Let's explore why regulatory uncertainty in China and weak financials could cause the casino operator to underperform over the long term.

What is Melco Resorts?

Founded in 2004, Melco Resorts is a Hong Kong–based casino and resort operator. It focuses on the Asian market, with its largest properties in Manila, the Philippines, and Macao, China -- a city that was the gaming capital of the world before the COVID-19 pandemic. Like all tourism hotspots, Macao faced a catastrophic dip in arrivals during the crisis.
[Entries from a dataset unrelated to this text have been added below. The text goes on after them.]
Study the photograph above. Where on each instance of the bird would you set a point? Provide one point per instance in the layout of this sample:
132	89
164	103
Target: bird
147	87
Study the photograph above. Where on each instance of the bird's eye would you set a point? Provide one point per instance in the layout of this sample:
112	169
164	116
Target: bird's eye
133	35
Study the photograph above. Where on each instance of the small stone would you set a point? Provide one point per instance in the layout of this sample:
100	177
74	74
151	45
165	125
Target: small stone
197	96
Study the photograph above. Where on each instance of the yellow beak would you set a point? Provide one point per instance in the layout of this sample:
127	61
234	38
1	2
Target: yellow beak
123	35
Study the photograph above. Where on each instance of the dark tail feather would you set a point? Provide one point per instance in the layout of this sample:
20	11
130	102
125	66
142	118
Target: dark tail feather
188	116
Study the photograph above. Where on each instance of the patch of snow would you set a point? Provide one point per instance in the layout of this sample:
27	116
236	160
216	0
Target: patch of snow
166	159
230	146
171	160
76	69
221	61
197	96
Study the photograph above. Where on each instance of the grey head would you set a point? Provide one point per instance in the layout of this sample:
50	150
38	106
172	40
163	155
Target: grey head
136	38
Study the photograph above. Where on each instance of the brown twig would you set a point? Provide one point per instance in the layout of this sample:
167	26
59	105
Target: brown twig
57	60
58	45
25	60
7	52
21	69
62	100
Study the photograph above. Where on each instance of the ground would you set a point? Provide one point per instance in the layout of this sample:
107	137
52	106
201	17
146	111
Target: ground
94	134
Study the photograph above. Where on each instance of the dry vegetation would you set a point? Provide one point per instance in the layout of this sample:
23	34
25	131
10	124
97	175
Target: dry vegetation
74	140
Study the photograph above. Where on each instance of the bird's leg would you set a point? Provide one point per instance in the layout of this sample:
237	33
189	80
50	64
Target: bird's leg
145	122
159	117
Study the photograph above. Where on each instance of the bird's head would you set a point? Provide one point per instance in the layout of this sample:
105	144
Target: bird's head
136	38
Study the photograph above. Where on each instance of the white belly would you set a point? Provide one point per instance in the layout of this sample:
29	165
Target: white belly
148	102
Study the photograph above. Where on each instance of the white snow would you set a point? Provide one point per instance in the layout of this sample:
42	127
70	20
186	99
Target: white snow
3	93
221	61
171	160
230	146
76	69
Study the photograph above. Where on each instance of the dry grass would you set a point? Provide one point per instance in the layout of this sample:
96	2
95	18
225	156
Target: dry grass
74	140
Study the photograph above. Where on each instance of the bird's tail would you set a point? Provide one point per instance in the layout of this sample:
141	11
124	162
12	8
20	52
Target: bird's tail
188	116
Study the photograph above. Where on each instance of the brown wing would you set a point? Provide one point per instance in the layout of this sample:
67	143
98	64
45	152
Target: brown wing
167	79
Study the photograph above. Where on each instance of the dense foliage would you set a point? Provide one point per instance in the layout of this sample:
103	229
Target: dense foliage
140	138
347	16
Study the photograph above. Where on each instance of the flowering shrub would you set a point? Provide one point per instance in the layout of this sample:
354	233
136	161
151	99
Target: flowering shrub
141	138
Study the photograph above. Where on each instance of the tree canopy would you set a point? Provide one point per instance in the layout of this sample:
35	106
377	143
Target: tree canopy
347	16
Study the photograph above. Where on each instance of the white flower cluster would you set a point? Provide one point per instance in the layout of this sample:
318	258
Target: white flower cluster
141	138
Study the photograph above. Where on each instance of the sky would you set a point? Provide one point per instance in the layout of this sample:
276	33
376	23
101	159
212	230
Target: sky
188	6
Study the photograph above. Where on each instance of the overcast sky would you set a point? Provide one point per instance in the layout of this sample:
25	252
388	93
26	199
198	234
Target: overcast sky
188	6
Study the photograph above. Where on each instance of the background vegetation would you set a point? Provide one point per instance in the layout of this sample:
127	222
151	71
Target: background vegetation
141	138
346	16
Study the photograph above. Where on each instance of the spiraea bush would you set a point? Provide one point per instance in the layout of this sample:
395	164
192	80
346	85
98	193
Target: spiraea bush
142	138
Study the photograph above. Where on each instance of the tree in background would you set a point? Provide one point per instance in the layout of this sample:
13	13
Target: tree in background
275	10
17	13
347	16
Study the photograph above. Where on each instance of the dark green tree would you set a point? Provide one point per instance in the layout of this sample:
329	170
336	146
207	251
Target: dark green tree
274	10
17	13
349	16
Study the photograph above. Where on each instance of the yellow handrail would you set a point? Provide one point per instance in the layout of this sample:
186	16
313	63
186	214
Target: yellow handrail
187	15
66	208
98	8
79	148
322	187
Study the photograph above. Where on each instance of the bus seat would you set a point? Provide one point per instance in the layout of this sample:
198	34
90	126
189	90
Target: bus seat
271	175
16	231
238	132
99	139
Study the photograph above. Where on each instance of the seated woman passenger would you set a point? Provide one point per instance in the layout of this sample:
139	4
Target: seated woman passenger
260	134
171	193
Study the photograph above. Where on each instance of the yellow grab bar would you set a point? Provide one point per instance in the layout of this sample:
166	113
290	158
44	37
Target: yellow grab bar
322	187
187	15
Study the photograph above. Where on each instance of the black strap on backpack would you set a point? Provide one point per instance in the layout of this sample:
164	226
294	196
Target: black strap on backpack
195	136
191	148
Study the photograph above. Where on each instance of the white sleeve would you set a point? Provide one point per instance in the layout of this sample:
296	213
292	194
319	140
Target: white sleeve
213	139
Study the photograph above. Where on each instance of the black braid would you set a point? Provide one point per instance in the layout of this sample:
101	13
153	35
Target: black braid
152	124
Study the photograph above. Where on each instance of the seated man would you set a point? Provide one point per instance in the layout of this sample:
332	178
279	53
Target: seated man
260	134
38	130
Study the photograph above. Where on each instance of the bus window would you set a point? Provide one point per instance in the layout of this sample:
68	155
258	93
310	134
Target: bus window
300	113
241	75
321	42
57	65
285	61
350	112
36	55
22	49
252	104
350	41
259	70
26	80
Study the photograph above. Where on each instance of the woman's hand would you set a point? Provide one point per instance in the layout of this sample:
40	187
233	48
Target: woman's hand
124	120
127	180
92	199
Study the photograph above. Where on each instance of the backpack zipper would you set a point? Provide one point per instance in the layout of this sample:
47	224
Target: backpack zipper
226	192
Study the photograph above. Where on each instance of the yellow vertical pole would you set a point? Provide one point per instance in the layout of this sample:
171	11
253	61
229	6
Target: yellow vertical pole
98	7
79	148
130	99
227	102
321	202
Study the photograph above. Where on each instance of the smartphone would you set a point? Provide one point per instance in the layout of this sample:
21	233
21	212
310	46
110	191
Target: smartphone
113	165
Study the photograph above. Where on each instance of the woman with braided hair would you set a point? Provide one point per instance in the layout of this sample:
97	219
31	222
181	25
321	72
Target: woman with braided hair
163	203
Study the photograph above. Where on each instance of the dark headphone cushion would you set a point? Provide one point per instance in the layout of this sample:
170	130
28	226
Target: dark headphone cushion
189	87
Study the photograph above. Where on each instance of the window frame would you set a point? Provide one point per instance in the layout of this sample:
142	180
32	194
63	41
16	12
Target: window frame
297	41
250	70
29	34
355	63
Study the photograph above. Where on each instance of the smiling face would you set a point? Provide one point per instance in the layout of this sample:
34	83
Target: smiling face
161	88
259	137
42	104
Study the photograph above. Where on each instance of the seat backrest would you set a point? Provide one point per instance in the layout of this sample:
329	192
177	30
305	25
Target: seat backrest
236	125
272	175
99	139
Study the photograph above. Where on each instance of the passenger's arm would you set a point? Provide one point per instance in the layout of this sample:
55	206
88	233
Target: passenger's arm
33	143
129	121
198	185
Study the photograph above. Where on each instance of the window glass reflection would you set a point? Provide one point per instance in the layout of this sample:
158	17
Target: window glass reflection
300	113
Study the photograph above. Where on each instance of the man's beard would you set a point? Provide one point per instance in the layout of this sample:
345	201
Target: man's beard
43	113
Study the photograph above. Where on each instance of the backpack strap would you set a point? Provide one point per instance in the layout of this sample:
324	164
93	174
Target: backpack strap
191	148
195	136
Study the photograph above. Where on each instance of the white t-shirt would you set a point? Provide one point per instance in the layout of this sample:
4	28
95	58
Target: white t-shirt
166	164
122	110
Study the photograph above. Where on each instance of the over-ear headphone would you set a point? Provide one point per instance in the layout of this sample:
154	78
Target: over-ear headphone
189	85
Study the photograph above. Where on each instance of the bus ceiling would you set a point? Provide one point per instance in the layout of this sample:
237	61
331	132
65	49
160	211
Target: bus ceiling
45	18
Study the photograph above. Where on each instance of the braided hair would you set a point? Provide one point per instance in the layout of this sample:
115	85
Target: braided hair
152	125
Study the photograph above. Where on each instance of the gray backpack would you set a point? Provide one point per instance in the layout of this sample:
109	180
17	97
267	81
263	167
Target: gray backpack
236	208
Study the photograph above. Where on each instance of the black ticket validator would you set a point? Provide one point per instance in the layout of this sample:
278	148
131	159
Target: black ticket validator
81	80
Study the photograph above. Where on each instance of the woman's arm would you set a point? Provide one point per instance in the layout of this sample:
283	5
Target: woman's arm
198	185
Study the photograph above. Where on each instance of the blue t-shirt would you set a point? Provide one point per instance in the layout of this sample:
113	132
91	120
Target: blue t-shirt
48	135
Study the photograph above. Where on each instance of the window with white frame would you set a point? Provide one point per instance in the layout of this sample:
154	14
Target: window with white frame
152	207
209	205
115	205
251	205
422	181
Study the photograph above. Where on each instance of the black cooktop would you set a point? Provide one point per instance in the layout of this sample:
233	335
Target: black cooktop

But unlike other destinations, such as Las Vegas, it has been very slow to recover. Melco's third-quarter results highlight the severity of the problem. 

Macau, China photographed at night

Image source: Getty Images.

Total revenue fell 46% year over year to $241.8 million -- a dip management credits to the travel restrictions from mainland China and the Chinese government's temporary closure of Macao resorts in July. 

According to Bloomberg, Macao's tourism levels remain dramatically below pre-pandemic levels, with just 580,000 tourist arrivals in October 2022 compared to 2.9 million arrivals at the same time in 2019. By now, Macao has been under various restrictions for almost three years, raising serious questions about its viability as an investment destination. That said, there may be light at the end of the tunnel. 

Is 'zero COVID' ending?

Following widespread protests, mainland China is finally moving to end its strict zero-COVID-19 policy, which was intended to totally prevent infections in the country. Policymakers have announced their intent to shift from a strategy of containing the virus to living with it via a combination of vaccines and other medical treatments. This move is obviously good news for China-based companies like Melco, but there are also reasons why investors may want to temper their enthusiasm. 

Because China has been under lockdowns and restrictions for so long, it hasn't built up the same level of herd immunity as other countries. And this could lead to significant social and economic disruption, which has already started in China's capital, Beijing, according to Reuters. 

Macao depends on mainland China for 89% of its visitor traffic, so spillover effects are likely. The region's secretary for social affairs and culture, Elsie Ao, believes that up to 80% of the city's population could get the virus following the end of zero COVID. For its part, the jurisdiction has eased restrictions by allowing home isolation (instead of isolation at an approved facility) for guests arriving from the mainland. 

Is Melco stock a buy?

While Melco's immediate future is undeniably challenging, its long-term prospects are also grim. After three years of heavy restrictions in its core market, finances have deteriorated. As of the third quarter, the company reports long-term debt of $7.73 billion compared to cash of just $1.52 billion. The leverage will be a burden on cash flow because it has to be paid back, and it will generate interest expense -- a sum that totaled a whopping $94 million in the period. 

With a price-to-sales (P/S) multiple of 3.8, Melco Resorts stock is valued significantly higher than the S&P 500 average of 2.3. This valuation looks too high considering the company's dropping revenue, weak balance sheet, and continued uncertainty in the Chinese market.